Since it was recorded as being present in the royal gardens in England as early as 1669 and was described in France in 1700, it was an unexplored option for an alternative crop. It may lack the higher caloric value of potatoes, but is high in nutrition and easy to cultivate. And for your information, introducing a crop is done by providing seed or root stock/cuttings so that it can be cultivated in the area of interest.   

So your snarky response was to a statement fabricated in you own mind.... "Ah yes of course we should have imported rutabaga (swedes) for the starving Irish to feed on, now apart from the fact that they did not become common in mainland Britain until the 1900s I think might explain why this crop was not seized upon as a solution (It would have been 50 years too late) also you keep saying they could have used this or they could have used that but you keep dodging the point of how you actually get these items to where they were needed - hopefully at some juncture in this discussion you will get round to addressing this rather significant stumbling block."

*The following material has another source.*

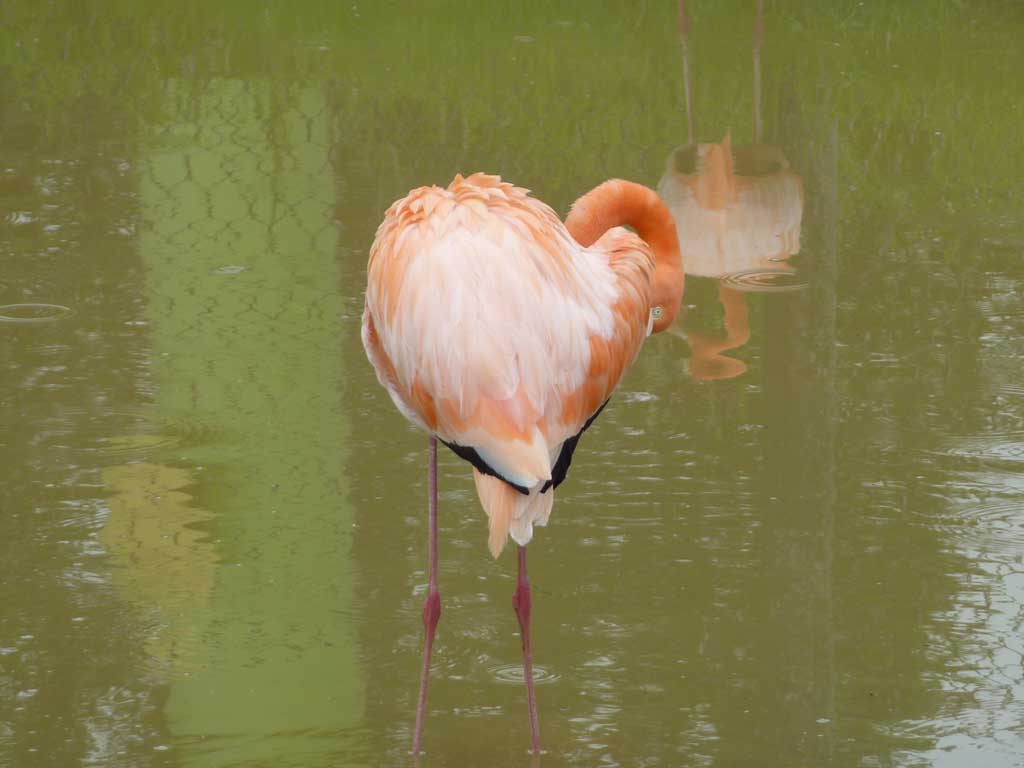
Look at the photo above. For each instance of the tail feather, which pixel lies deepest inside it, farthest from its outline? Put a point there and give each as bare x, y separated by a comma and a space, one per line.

The REAL stumbling block is having people so wedded to defending their own positions that they blind themselves to alternatives. Can anyone acknowledge that this is not a black and white issue? That honest mistakes were made along with callus indifference on the part of others? This need to make ogres or saints and simplistic answers, when the reality is far more complex.

Here on Mudcat we spar & trade snarky comments, along with some downright obnoxious remarks... better than using suicide bombers to make your point, but equally unproductive.

Here in the US, there are those regard the less fortunate as parasites ... our treatment of the native population was nothing to be proud of... but there are still those who think it was "noble".

Human nature is a combination of traits that can be very positive or very negative and it was human beings and their actions/inactions during the potato blight that is being "debated/argued over" in this thread.